My same thought, because some don't require much memory.

akie · on April 14, 2024

The use case is caching 20 million API responses that almost never change, each about 20kb of JSON, for a high traffic site.

Yes, I can pay for a 400Gb RAM instance of Redis, but it's expensive.

I can also cache it on disk, but then I need to think about cache expiration myself.

Or I can use something appropriate like a document database, but then I need additional code & additional configuration because we otherwise don't need that piece of infrastructure in our stack.

It would be a lot easier if I could just store it in Redis with the other (more reasonably sized) things that I need to cache.

seddonm1 · on April 14, 2024

In other abuses of SQLite, I wrote a tool [0] that exposes blobs in SQLite via an Amazon S3 API. It doesn't do expiry (but that would be easy enough to add if S3 does it).

We were using it to manage a millions of images for machine learning as many tools support S3 and the ability to add custom metadata to objects is useful (harder with files). It is one SQLite database per bucket but at the bucket level it is transactional.

0: https://github.com/seddonm1/s3ite

Nican · on April 14, 2024

This looks like a good use case for ScyllaDB with Compression and TTL. It is pretty simple to setup a single-node instance.

If you rather have something in-process and writes to disk, to avoid extra infrastructure, I would also recommend RocksDB with Compression and TTL.

phamilton · on April 14, 2024

A few things:

Redis Data Tiering - Redis Enterprise and AWS Elasticache for Redis support data tiering (using SSD for 80% of the dataset and moving things in and out). On AWS, a cache.r6gd.4xlarge with 100GB of memory can handle 500GB of data.

Local Files

> I can also cache it on disk, but then I need to think about cache expiration myself.
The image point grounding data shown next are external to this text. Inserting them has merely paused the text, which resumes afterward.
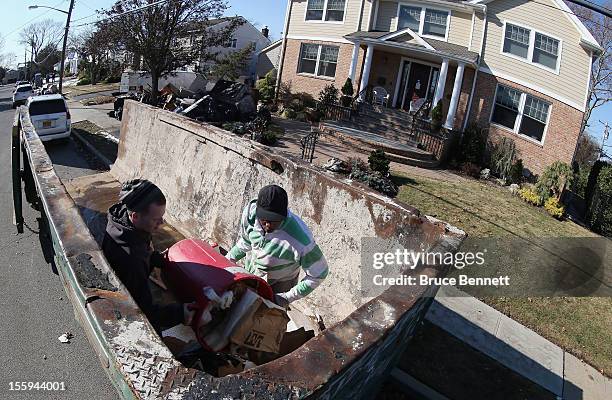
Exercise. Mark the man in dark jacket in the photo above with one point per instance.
(127, 247)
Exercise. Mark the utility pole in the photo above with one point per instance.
(64, 45)
(604, 138)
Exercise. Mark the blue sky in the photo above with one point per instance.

Is the challenge that you need it shared among many machines? On a single machine you can put 20 million files in a directory hierarchy and let the fs cache keep things hot in memory as needed. Or use SQLite which will only load the pages needed for each query and also rely on the fs cache.

S3 - An interesting solution is one of the SQLite S3 VFS's. Those will query S3 fairly efficiently for specific data in a large dataset.
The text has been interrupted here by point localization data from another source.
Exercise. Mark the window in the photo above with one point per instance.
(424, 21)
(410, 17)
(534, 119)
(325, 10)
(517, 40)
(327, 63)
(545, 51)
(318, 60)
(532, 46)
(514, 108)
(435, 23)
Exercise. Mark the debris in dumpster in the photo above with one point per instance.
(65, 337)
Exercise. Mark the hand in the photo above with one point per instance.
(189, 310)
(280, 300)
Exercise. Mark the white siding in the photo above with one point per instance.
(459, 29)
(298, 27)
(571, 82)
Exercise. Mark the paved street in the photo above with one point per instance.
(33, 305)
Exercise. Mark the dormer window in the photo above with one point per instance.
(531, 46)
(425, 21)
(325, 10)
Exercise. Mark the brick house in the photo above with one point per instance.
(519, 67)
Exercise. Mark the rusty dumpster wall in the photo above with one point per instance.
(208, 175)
mannyv · on April 15, 2024

If you're caching 20m api requests that almost never change use s3. I mean heck, it's cheaper, can be cdn'd, and can be pipelined by the browser.

reese_john · on April 14, 2024

You could try using Amazon S3 Express, a low-latency alternative for S3 buckets [0]. I imagine cache invalidation would be relatively simple to implement using lifecycle policies.

https://docs.aws.amazon.com/AmazonS3/latest/userguide/s3-exp...

danpat · on April 14, 2024

Or shard it - divide your objects up based on some criteria (hash the name of the object, use the first N digits of the hash to assign to a shard), and distribute them across multiple redis instances. Yes, you then need to maintain some client code to pick the right redis instance to fetch from, but you can now pick the most $/memory efficient instance types to run redis, and you don't have to worry about introducing disk read latency and the edge cases that brings with it.

Edit: looks like redis has some built-in support for data sharding when used as a cluster (https://redis.io/docs/latest/commands/cluster-shards/) - I haven't used that, so not sure how easy it is to apply, and exactly what you'd have to change.

yuliyp · on April 14, 2024

Sharding doesn't help here at all. They'd still need the same amount of RAM to house all the data in redis.

yuliyp · on April 14, 2024

You're trying to get redis to be what it isn't. Use a thing that has the properties you want: a document or relational database. If you insist on this then running a system that allows a ton of swap onto a reasonably fast disk might work, but is still gonna perform worse than a system that's designed for concurrently serving queries of wildly differing latencies.

minitech · on April 15, 2024

Yes, that was the context: a Redis alternative to support the same operations but be what Redis isn’t.

0cf8612b2e1e · on April 14, 2024

Would DiskCache work for you? Runs via SQLite memory or persisted file database. Thread safe, has various expiration controls, etc.

https://grantjenks.com/docs/diskcache/tutorial.html

tayo42 · on April 15, 2024

Have you looked at varnish for caching api responses? Varnish let's you back it with disk and relies on page cache to keep more accessed items in memory.

If the reverse proxy thing doesn't work I think memcached has two level storage like that now iirc

emmanueloga_ · on April 15, 2024

Check memcached "extstore" [1].

--

1: https://github.com/memcached/memcached/wiki/Extstore

kiitos · on April 14, 2024

Redis is an in-memory cache by definition. If you don't want to cache in-memory, then don't use Redis.